I look into the ornate mirror and what I see scares me, scares me more than the path I know lies ahead. I look hollow, look without a hope. My hair is without its gloss, my eyes are without their gleam, my mouth looks like it could no longer articulate the whip like words I know I used to command with such terrible ease. The frighteningly cool ruler I used to see, is a shadow- I no longer ooze power I instead radiate fear. I look across to the bed where Oliver still lies asleep, even in sleep he shows his power, that a warrior lies underneath the persona he so carefully concocted. I have never strayed from the path of leader; I have never seen myself unfit to command the streets that I nurtured in my heart. Even after I lost dearest Samuel, despite some believing my rule was over I stood strong, knowing in myself I still had the power to bring the town to heel.

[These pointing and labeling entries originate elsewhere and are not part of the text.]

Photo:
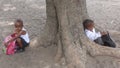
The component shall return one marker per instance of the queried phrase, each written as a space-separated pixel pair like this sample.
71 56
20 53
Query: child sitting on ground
101 38
20 35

Although now I find myself doubting the ability I have for so many years took for granted; I feel myself needing the hand Oliver has so kindly given.

The Amelie I know once shone through is pacing in her cage; for I have lost the key.

Myrnin's POV

Stupid, stupid Myrnin. I taunt myself over and over again. Dear Claire has just saw… and her young man. Nakedness was a part of life many years ago; one would not think to comment upon it as an unordinary turn of events; but in these modern years the very idea of being naked in public turns the young into discomfort and the feeling of embarrassment. The laughter coming for Claire and Shane alike made me feel somewhat embarrassed. Claire has seen me maddened, seen my gouge my skin with pins but nakedness I'd think not. Her young man until not that many years ago was my competition for her attention, and now he has just seen me…

A growl escapes into my throat.

Jessie's hand enraptures my own, pulling me closer to her naked form. Many things a man can deny himself but something served up so freely is one that even the strongest of man would fail to say no to. I bring my lips to hers, pulling at her hair to bring her closer as she groans into my mouth. Its then that I feel a weird sensation on my leg, a pulling of such. Not a piece pleasant as it begins to burn, my dumb stupid imagination I think…

Yet it doesn't stop. Only intensifies. Only works its way higher… more pain.

More pain.

I shout incoherently.

I spin on my heel.

Something loses its grip on my leg.

Its only in my spin I see the floor clear of snow.

Its only when I look directly in front of me I see the ghastly creature.

'Draug.' I breath.

It laughs in return as it creeps suicidal closer.

Jessie's scream only makes it laugh harder.